For low-wage earners, staying at home is a luxury they cannot afford
April 22, 2021

By JANESS ANN J. ELLAO
Bulatlat.com

MANILA – A street sweeper in Marikina, Mechelle Radolla could not believe it when she tested positive for COVID-19. This despite all her precautions such as wearing face mask and face shield, and observing physical distancing.

“My work compels me to be outside, and it is the same for others who are out there working or looking for one. If we can afford to stay at home, we would for sure,” Radolla told Bulatlat in a phone interview.

Last month, she and 15 other colleagues who are considered government frontliners tested positive to the dreaded virus. Her husband and three children aged 16, 11, and six were put in home quarantine, while Radolla was brought to the village’s isolation facility. If there is any consolation, it would be that she was asymptomatic and her family did not show any symptoms too.

The day after she stepped out of her 14-day isolation, 39-year-old Radolla returned to work without fanfare. It was the only work she had come to know. Her husband, who was in quarantine for two weeks, lost his daily income.

Radolla belongs to the “productive age group” of 20 to 49 or those in the workforce afflicted by the virus. The health department recently said that not only are cases in this age group increasing, but they are also experiencing more severe symptoms.

Since July last year, a study of the University of the Philippines Population Institute and the Demographic Research and Development Foundation noted, “Over time and as the number of cases increased, the distribution across age groups has shifted, skewing towards the younger population.”

Providing due social protection would have contributed to keeping people from leaving their homes but urban poor group Kadamay said the government’s financial aid has been “slow and too little.” They noted that the $20-aid per individual is a far cry from the $206 that progressive groups are demanding.

Less income makes people more vulnerable

Radolla said she digs her own shallow pocket to buy face masks, shields, and alcohol. Whenever her budget is tight, she would opt for cloth masks that she can wash and reuse.

Another Marikina-based worker, Maria Luisa Fabella, said she also shoulders the costs of most of their protective gear and the increased transportation cost. This is aggravated by the lesser salary she has been receiving as her company of 22 years only employs a skeletal workforce of about 40 percent.

Before the pandemic, Fabella earns a weekly salary of $78. But due to loans and other deductions, she only takes home about $31 or even lower. Now that workdays have been reduced to two or three a week, she receives a measly weekly pay of at least $10, not enough for the needs of her family of five.

In its 2020 report, the International Labor Organization said a total of 10.9 million Filipino workers, 38 percent of them women, stood to either have lesser income or lose their jobs completely. The ILO also recommended that income and in-kind allowance, along with social protection measures, should be provided to build a “better normal.”

Fabella, however, said, she received no financial aid from the government.

Other forms of assistance, such as transport services that could have provided them easier and safer means of reporting to work, were not provided to them by their company.

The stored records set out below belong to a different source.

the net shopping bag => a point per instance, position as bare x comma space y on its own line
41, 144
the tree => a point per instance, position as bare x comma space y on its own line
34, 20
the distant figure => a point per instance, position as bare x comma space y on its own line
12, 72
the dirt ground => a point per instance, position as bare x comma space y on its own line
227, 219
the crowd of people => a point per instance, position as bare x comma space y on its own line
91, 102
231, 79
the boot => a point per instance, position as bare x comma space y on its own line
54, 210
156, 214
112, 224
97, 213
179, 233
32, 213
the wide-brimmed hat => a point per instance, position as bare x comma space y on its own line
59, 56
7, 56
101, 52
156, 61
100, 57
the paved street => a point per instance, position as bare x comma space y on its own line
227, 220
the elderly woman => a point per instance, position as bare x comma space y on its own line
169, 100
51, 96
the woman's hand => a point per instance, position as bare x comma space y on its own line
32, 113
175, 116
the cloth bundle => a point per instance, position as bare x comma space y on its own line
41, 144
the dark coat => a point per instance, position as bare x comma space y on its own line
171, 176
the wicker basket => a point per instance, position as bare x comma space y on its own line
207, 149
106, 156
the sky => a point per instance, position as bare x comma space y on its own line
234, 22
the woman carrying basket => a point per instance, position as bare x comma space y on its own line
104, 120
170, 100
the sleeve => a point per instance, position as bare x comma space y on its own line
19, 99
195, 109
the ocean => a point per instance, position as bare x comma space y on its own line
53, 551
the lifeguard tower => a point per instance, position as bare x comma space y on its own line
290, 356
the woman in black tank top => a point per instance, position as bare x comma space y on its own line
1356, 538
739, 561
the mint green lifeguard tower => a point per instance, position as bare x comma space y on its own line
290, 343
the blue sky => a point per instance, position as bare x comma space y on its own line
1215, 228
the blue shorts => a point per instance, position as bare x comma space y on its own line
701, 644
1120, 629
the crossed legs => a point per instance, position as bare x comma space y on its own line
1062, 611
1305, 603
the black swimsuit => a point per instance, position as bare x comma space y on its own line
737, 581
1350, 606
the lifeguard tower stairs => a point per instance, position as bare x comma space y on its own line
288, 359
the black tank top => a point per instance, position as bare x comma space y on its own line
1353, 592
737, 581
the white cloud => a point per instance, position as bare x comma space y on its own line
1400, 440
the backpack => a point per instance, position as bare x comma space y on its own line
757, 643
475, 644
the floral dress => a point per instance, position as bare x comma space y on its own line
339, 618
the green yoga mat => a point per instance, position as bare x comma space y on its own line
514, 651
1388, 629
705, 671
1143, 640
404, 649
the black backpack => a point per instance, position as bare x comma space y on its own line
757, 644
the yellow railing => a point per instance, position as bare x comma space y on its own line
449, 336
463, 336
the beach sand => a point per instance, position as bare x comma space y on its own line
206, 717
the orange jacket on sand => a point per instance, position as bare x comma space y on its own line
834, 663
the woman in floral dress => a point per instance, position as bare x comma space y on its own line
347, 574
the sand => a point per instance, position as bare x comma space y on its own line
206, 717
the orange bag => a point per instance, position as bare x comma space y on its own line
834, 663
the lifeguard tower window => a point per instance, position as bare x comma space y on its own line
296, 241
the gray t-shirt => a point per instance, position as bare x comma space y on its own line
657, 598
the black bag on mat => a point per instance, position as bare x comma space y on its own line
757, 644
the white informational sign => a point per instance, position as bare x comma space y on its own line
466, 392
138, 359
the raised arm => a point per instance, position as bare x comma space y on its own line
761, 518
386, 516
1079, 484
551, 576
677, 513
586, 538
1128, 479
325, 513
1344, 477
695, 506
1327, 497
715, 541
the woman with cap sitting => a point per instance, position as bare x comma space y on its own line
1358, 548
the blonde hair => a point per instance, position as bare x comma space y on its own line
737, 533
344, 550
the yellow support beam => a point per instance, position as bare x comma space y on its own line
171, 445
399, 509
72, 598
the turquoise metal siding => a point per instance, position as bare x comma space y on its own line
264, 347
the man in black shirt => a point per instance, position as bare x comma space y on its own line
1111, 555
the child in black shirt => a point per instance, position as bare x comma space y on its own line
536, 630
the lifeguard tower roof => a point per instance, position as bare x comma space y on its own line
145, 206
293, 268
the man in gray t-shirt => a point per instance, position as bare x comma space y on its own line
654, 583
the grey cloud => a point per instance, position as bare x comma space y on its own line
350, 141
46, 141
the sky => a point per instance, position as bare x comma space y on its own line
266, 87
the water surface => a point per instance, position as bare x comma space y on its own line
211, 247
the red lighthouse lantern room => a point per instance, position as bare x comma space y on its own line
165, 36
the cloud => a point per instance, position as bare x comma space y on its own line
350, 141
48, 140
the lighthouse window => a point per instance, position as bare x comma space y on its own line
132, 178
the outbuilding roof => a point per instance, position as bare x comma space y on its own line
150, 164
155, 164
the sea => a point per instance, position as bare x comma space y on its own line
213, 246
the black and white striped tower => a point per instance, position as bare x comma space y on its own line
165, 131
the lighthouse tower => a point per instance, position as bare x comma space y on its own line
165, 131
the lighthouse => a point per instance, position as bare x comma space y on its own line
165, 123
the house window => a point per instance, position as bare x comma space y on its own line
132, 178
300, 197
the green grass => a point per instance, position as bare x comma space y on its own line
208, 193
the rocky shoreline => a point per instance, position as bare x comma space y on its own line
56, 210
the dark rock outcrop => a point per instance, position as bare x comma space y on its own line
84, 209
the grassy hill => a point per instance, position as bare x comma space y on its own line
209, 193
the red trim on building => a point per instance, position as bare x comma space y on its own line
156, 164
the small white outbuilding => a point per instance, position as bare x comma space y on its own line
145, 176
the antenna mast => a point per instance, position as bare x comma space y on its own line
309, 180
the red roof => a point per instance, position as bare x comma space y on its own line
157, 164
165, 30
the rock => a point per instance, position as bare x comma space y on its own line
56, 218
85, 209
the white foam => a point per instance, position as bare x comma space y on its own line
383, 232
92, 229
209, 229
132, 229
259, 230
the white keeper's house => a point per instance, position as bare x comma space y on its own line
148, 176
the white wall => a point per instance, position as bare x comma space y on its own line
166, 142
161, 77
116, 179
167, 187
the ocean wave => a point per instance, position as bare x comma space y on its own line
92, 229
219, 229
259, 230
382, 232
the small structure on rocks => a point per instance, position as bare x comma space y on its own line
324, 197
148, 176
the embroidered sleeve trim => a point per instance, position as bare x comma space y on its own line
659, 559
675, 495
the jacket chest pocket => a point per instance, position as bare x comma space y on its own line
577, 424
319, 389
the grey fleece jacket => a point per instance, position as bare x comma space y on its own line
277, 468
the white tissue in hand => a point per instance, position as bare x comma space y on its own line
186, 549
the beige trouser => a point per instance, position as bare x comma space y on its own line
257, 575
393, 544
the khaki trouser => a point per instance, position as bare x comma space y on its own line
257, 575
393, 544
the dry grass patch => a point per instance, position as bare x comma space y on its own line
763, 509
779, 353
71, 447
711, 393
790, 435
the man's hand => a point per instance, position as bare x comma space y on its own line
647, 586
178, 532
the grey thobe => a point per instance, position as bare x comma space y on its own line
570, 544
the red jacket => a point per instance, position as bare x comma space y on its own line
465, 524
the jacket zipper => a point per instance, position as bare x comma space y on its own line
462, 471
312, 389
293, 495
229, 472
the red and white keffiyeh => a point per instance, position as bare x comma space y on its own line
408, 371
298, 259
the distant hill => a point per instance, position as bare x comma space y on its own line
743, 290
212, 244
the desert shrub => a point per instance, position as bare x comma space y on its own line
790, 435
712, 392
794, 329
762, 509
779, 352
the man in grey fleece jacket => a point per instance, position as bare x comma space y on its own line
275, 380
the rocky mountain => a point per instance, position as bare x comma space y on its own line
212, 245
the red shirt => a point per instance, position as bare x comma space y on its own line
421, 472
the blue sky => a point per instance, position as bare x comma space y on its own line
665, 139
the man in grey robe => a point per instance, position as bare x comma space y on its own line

When the lockdown was first imposed last year, she would walk to and from her work for over an hour. Tricycles were later allowed to ply the roads of the Philippine capital but fares rose from $0.83 to $1.45 per trip.

President Duterte approved the release of a P22.9 billion financial aid for 22.9 million low-income residents of the National Capital Region, and the neighboring provinces of Bulacan, Rizal, Laguna and Cavite. Beneficiaries were set to receive P1,000 each to a maximum of P4,000 per family.

On April 17, however, the government news PNA reported that only 4.47 billion aid has been distributed, which is equivalent to about 40 percent of the allocated funds for the financial aid.

In the workplace

Fabella said they are able to maintain physical distancing while at work, where she operates a big machine that puts thread on spools. Interaction between workers though do happen during their breaks or over meals.

As of now, their company has 10 active cases among its workers. Fabella said that per their contact tracing, they did not contract the virus while at work, because CCTV footage revealed that there was no direct interaction between them. They instead suspected that their co-workers contracted the virus at home as their other family members also tested positive.

Meanwhile, those who interacted with COVID-positive workers were not allowed to go to work for 14 days, which also meant no income for them.

Earlier, Vice President Leni Robredo observed that “resistance to undergo swab testing is real.”

“People are worried that if they test positive and are required to isolate, they will not be able to work and their families might go hungry. Delikado ito (This is dangerous),” she said in a tweet after her office began a mobile swab test.

To convince people to get tested, Robredo suggested that they be provided with cash assistance equivalent to at least the minimum wage for every day that they are not able to work because they are in isolation. She noted that her office does not have the resources to do this.

Progressive lawmakers are pushing for a 14-day pandemic leave, which will benefit workers who are compelled to work because of “no work, no pay schemes.” The House Bill No. 7907 or the Paid Pandemic Leave Law of 2020, however, is neither certified urgent nor signed into law.

While workers continue to wait for much-needed social protection, Fabella said she must continue to work to earn a living for her family. Every time she takes a jeepney to work, she would say a little prayer – hoping not to contract the virus and bring it home to the rest of her family.